RightNow yesterday released a new standardized pricing and licensing model for its customers and a challenge to its competitors.
Right now today, I’m wondering how much that will influence purchases by potential customers and how (or whether) those competitors will respond.
The move has brought some very positive press for the company in the past 24 hours. It’s been called “a game-changing play in enterprise software” by Frank Scavo, “a step in the right direction” by Vinnie Mirchandani and “genuinely important” by Paul Greenberg. Those are just a few of the favorable reports.
Certainly RightNow’s “Cloud Services Agreement” provides benefits to software buyers: seat months similar to rollover minutes in the wireless industry for seasonal businesses; the ability to adjust the number of seats based on need; the ability to terminate contracts on an annual basis; cash credits for not meeting SLAs.
As Scavo writes:
RightNow’s move brings it closer to a model of pure utility computing, where the customer pays only for what he uses, as is the case with electrical utilities. Sure, your electrical utility levies some base charge to cover the cost of provisioning and maintaining the customer’s connection. But most of the cost of electrical service to the customer is usage-based. You use more, you pay more. You use less, you pay less.
Really, much of this is what SaaS CRM vendors have promised and touted all along but — as Gianforte noted yesterday — never delivered.
But are there really businesses out there that are paying for annual licenses for seasonal workers? If so, they should get someone else to negotiate their SaaS contracts.
Being able to get out of a contract each year is certainly an advantage over a three-year lock in, and way better than paying everything up front for a system that may not work out, a la on-premise. But I always figured signing up for a longer-term agreement meant a better deal for the buyer. Does that discount come off the table for RightNow buyers?

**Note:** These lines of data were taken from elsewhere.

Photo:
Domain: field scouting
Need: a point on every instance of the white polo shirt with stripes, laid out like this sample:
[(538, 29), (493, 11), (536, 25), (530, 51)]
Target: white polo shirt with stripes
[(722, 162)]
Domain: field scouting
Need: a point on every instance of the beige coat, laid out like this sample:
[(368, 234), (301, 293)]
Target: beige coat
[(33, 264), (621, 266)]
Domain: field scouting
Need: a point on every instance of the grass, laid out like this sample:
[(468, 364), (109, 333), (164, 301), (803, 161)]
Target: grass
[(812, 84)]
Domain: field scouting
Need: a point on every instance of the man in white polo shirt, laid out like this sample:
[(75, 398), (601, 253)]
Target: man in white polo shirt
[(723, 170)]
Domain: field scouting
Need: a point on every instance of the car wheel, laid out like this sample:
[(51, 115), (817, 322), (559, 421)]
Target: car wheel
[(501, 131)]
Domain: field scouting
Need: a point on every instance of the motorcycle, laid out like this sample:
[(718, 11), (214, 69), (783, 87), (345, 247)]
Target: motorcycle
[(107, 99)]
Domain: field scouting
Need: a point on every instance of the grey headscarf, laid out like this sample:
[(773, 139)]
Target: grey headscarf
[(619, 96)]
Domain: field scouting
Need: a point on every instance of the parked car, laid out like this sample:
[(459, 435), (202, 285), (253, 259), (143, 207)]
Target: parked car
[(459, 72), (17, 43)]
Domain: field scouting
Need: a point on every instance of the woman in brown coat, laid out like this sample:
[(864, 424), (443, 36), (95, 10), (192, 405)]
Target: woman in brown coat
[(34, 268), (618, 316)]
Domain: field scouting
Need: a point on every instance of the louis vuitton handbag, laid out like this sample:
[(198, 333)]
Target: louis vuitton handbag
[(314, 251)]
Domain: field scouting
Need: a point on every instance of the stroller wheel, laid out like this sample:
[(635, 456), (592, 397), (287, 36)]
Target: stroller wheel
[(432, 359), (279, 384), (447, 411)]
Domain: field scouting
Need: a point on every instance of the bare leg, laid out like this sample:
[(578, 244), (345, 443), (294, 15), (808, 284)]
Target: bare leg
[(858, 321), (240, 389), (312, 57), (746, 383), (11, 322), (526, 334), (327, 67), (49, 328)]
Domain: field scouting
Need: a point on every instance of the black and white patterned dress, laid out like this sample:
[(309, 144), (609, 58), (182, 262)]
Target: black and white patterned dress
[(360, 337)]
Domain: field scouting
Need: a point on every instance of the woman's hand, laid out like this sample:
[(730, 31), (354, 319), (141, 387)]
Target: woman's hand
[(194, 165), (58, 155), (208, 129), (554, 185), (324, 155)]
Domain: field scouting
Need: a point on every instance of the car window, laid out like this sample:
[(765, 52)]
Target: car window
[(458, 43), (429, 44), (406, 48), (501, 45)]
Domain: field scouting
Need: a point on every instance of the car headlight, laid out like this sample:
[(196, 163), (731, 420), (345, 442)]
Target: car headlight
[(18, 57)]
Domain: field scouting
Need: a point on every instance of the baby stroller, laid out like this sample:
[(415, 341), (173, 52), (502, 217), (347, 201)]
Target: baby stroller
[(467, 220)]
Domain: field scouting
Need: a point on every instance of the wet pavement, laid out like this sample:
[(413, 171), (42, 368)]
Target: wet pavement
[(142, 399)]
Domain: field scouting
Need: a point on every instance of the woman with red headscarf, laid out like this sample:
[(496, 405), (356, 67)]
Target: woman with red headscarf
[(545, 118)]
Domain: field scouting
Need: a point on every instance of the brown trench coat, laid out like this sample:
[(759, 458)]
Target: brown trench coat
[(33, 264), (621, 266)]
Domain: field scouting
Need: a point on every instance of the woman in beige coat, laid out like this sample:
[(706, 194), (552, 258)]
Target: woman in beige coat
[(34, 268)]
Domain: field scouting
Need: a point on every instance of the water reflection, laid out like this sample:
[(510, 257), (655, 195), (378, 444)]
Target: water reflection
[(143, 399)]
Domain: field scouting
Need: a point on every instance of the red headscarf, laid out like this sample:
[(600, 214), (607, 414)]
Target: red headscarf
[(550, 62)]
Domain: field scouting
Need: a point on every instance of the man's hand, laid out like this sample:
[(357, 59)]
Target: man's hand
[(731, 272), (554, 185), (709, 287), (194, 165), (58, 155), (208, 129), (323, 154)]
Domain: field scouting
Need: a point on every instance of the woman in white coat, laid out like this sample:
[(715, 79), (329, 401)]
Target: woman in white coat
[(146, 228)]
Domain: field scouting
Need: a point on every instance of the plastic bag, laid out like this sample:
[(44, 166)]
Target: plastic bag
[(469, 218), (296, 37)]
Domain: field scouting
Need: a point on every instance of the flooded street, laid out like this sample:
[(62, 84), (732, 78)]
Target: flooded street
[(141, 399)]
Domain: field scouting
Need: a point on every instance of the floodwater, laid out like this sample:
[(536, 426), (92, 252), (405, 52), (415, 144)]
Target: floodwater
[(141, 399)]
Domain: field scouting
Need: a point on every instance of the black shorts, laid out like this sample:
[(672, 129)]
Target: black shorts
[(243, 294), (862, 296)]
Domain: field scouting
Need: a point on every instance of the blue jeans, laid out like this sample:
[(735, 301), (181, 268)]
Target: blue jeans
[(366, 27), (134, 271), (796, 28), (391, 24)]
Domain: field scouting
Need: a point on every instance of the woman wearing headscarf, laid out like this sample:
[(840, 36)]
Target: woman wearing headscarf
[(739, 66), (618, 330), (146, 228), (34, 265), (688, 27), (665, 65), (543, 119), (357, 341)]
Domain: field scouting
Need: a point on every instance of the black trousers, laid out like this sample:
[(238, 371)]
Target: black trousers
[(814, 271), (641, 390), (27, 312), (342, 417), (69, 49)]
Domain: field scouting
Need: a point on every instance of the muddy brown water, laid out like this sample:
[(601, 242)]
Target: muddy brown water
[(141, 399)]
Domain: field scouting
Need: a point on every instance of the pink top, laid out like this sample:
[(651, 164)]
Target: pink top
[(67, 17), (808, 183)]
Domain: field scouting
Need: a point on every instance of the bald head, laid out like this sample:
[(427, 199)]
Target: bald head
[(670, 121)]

RightNow has introduced some flexibility into SaaS contracts and that’s a good thing. Yet, how much of a difference does that make in the decision process?
As Greenberg wrote:
What might have gotten lost in all the buzz around this effort was – companies are still going to be looking for functionality – first and foremost. Then, after that, all things being equal, the differentiator is the relationship you have with the vendor, which of course, is reflected in the kind of contract you have with them.
Ken Harris, CIO of Shaklee, one of the customers RightNow brought on stage yesterday, said contracts can be a deal breaker for him. He said he’s backed out of some deals with SaaS vendors because of disagreements over the things RightNow is guaranteeing.
It seems to me more likely that rather than choosing RightNow over competitors thanks to the Cloud Services Agreement, they’ll decide which software they want and then demand these sorts of concessions from those competitors.
That’s just what Forrester’s Liz Herbet suggests:
Firms should ask their other SaaS vendors for similar terms and expect leading SaaS providers will follow RightNow’s lead.
So what’s in it for RightNow? It will certainly shorten the sales cycle if all these items are taken out of the negotiation. Gianforte claimed the company already has one $1 million plus deal thanks to the agreements. But if buyers can ultimately get the same deals from RightNow’s competitors it’s not much of a competitive differentiator, whether those competitors offer these arrangements publicly or do it privately when negotiating contracts.
Enterprise software buyers have lost a lot of negotiation power due to all the consolidation in the industry. SaaS, cloud computing, third-party maintenance and the victory of SAP user groups and key accounts in SAP’s Premier Support fiasco gave them some of that power back. Looks like RightNow just gave them a little more.